By Mark Hosenball and Susan Heavey
WASHINGTON (Reuters) – The Obama administration on Thursday acknowledged that it is collecting a massive amount of telephone records from at least one carrier, reopening the debate over privacy even as it defended the practice as necessary to protect Americans against attack.
The admission comes after the Guardian newspaper published a secret court order related to the records of millions of Verizon Communications customers on its website on Wednesday.
A senior administration official did not specifically confirm the report, but noted the published court order pertains only to data such as a telephone number or the length of a call, and not the subscribers’ identities or the content of the telephone calls.
The order requires the government to turn over so-called “metadata” such as a list of numbers that called other U.S. or international numbers as well as other transactional information on the time and location of calls.
Such information is “a critical tool in protecting the nation from terrorist threats to the United States,” the official said, speaking on the condition of not being named.
“It allows counter-terrorism personnel to discover whether known or suspected terrorists have been in contact with other persons who may be engaged in terrorist activities, particularly people located inside the United States,” the official added.
The revelation raises fresh concerns about President Barack Obama’s handling of privacy and free speech issues.

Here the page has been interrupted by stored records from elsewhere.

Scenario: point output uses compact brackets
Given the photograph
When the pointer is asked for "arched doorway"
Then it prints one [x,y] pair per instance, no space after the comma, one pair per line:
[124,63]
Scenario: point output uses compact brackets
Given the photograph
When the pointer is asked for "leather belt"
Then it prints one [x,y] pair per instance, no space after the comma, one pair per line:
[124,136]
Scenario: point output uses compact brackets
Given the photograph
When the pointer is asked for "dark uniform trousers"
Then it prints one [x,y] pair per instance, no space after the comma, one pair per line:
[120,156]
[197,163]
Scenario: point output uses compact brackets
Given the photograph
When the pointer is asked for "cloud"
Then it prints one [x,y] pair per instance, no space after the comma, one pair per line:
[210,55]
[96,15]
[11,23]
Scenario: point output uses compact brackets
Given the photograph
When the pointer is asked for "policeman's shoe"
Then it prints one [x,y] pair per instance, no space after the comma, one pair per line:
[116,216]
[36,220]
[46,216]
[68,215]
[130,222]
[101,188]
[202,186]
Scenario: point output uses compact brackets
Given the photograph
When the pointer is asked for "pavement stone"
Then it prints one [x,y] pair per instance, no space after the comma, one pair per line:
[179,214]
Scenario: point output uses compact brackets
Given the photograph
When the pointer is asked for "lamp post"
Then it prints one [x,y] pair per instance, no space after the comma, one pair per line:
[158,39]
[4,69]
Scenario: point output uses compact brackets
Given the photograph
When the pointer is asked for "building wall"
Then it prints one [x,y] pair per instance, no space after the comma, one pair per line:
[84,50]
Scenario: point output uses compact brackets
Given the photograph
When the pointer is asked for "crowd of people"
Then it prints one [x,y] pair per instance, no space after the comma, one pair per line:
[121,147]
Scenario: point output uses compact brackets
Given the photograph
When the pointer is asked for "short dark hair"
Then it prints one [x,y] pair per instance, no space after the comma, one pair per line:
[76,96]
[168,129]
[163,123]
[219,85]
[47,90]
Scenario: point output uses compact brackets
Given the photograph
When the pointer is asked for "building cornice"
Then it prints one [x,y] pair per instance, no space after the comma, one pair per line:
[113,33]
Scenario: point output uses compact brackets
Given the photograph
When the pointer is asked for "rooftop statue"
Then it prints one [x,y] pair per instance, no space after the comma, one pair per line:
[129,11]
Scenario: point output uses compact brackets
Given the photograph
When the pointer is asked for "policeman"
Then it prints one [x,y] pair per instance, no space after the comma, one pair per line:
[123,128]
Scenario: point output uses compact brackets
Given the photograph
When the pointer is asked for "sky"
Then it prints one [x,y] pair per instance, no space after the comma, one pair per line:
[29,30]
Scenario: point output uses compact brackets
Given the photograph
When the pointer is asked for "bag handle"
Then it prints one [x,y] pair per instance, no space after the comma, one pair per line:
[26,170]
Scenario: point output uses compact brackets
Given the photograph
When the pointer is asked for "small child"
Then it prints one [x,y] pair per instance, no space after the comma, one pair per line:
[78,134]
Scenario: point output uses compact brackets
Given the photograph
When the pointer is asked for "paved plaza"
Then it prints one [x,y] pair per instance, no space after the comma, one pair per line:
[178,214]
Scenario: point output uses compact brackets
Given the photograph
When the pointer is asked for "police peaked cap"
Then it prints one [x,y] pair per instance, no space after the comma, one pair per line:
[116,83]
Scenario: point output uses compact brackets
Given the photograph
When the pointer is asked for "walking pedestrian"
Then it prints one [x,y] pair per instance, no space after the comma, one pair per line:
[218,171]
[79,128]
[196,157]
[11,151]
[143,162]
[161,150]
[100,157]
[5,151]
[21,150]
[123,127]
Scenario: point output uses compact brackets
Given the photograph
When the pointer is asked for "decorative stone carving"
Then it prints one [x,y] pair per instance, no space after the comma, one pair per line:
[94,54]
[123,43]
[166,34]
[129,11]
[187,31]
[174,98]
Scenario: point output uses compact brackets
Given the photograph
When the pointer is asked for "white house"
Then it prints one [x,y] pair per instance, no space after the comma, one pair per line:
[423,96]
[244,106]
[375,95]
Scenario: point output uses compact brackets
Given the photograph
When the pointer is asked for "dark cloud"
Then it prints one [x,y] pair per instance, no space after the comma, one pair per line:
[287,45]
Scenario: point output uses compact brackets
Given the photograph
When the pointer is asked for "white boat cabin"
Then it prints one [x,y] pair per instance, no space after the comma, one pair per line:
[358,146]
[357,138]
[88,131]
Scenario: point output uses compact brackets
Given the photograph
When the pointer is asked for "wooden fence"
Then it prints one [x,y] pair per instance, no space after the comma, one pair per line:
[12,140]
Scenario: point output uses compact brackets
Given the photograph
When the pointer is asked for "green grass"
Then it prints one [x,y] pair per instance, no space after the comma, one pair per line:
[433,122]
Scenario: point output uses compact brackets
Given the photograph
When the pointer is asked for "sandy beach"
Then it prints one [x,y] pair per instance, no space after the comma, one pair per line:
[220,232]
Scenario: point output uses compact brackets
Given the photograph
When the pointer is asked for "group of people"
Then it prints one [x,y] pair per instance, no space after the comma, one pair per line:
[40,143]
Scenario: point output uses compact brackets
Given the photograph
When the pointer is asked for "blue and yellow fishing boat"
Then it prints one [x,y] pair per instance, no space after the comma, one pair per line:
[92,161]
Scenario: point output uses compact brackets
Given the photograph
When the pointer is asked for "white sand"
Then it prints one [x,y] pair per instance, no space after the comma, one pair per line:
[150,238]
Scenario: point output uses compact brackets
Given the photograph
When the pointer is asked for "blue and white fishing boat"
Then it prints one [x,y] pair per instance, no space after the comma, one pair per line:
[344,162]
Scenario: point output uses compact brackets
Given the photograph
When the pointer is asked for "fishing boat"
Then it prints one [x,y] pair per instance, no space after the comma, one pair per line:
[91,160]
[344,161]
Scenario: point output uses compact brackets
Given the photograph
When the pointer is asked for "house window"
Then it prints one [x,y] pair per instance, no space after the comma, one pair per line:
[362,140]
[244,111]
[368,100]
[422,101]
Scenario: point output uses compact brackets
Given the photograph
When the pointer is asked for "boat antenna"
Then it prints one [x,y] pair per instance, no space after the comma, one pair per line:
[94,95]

His administration is already under fire for searching Associated Press journalists’ calling records and the emails of a Fox television reporter as part of its inquiries into leaked government information.
Verizon has declined to comment. It remains unclear clear whether the practice extends to other carriers.
AT&T Inc had no comment. Representatives for other major carriers, including Sprint Nextel Corp and T-Mobile, could not be immediately reached or had no immediate comment.
The three-month court order, dated April 25 and published by the Guardian on Wednesday, directs Verizon’s Business Network Services Inc and Verizon Business Services units to hand over daily electronic data until July 19.
It was issued one week after U.S. law enforcement officials tracked down the two brothers suspected of carrying out the deadly Boston Marathon bombing. Investigators in that case had been looking into calls made from their phones and had been searching for one brother’s laptop.
The order expressly compels Verizon to turn over both international calling records and domestic records, and refers to mobile and landline numbers, according to the Guardian’s copy, which was labeled “top secret” and issued by the U.S. Foreign Intelligence Surveillance Court.
The four-page document does not lay out why the order was given or whether it was linked to any specific investigation.
Thursday’s admission highlights U.S. intelligence officials’ ongoing and controversial campaign of domestic surveillance launched under President George W. Bush’s administration in the wake of the September 11, 2001 attack.
The 2001 U.S. Patriot Act allows the FBI to seek an order to obtain “any tangible thing,” including business records, to gather intelligence.
The Obama administration official said that “all three branches of government are involved in reviewing and authorizing intelligence collection.”
Still, some lawmakers have expressed growing concern with broad intelligence gathering methods.